Otro silencio, más pesado todavía. Y un ligero sentimiento de miedo, de extrañeza, como cuando te encuentras ante un peligro desconocido.

—¡No digas tonterías! Tú eres... Boris.

—No. Yo soy Malaquías.

—¡Vamos, anda! ¡Deja ya la comedia!

—No es ninguna comedia. La comedia la representasteis vosotros intentando hacerme tragar primero que la profesora había estado a punto de ser asesinada, y luego que el muerto era mi hermano. Y todo el montaje de los interrogatorios, los policías falsos...

—¿Cómo sabes todo eso? ¿Quién te lo ha dicho?

—¿Ves como yo no hago teatro?

Cada vez estaba más desconcertado. Miraba al chico que tenía delante, y no sabía qué hacer.

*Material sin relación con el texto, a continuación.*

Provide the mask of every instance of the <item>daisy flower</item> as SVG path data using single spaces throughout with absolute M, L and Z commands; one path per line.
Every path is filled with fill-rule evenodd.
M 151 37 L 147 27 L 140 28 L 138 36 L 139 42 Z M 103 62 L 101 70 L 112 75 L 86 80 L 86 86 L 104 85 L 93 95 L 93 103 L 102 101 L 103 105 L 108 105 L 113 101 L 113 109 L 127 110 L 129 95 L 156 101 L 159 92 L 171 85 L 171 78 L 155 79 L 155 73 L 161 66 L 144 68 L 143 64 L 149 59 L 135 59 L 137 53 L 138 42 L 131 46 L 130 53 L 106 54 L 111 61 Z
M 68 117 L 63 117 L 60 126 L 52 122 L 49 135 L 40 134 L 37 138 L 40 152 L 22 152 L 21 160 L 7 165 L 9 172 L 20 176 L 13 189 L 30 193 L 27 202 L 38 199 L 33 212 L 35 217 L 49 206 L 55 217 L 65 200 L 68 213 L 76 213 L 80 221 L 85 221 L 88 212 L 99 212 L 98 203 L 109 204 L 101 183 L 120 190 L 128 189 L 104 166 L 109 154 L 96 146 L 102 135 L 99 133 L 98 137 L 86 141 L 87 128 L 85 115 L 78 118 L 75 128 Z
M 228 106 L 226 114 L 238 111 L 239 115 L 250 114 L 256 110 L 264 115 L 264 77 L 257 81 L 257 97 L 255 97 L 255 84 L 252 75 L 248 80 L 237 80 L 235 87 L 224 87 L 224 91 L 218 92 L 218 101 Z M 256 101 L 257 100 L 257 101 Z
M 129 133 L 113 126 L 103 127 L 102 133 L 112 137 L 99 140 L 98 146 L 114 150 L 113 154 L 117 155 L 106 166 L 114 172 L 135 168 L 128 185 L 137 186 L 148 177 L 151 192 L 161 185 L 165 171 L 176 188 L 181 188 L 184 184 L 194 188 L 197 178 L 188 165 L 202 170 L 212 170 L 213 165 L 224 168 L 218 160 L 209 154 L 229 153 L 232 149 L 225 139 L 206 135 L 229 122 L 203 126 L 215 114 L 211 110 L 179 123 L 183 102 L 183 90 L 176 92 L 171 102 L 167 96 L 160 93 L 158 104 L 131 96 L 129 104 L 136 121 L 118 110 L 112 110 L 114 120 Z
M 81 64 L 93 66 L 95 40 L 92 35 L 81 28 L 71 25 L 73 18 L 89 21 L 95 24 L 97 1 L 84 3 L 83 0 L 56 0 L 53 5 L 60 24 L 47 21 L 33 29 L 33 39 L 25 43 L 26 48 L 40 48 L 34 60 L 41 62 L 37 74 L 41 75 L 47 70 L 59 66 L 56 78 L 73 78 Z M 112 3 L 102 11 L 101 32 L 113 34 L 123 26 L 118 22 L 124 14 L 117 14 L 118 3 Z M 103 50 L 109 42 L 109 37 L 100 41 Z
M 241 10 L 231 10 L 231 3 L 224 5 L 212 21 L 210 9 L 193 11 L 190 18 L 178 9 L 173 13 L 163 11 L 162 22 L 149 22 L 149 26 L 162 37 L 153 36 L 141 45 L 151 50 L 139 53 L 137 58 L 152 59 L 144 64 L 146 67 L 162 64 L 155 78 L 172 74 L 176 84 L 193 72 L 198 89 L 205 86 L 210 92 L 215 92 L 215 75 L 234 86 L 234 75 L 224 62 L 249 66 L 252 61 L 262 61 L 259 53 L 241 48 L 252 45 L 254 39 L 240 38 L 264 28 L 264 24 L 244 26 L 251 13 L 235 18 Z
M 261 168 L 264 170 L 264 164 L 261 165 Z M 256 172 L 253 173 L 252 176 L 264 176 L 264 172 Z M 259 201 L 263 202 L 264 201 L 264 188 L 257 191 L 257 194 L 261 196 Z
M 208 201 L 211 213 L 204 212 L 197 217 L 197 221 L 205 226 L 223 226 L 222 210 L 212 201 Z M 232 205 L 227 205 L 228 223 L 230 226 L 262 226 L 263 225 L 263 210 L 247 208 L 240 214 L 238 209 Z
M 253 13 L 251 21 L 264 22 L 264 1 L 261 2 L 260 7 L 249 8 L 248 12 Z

—Es peligroso jugar con ciertas cosas... —dije.

—¿Qué cosas?

—Pues... imaginar que eres otra persona, esas fantasías...

—Tú sí que tienes la cabeza atiborrada de fantasías sacadas de los novelones que devoras. ¡Y no sabes nada de nada! Todo lo que tienes en la cabeza son imaginaciones.

—Y tú, ¿qué? ¿No has jugado con nosotros con tu sarta de mentiras?

—Yo no jugaba.

—¿Ah, no?

—No. Y tú, que quieres dedicarte a escribir no sé qué, poeta o periodista, tendrías que haberlo comprendido.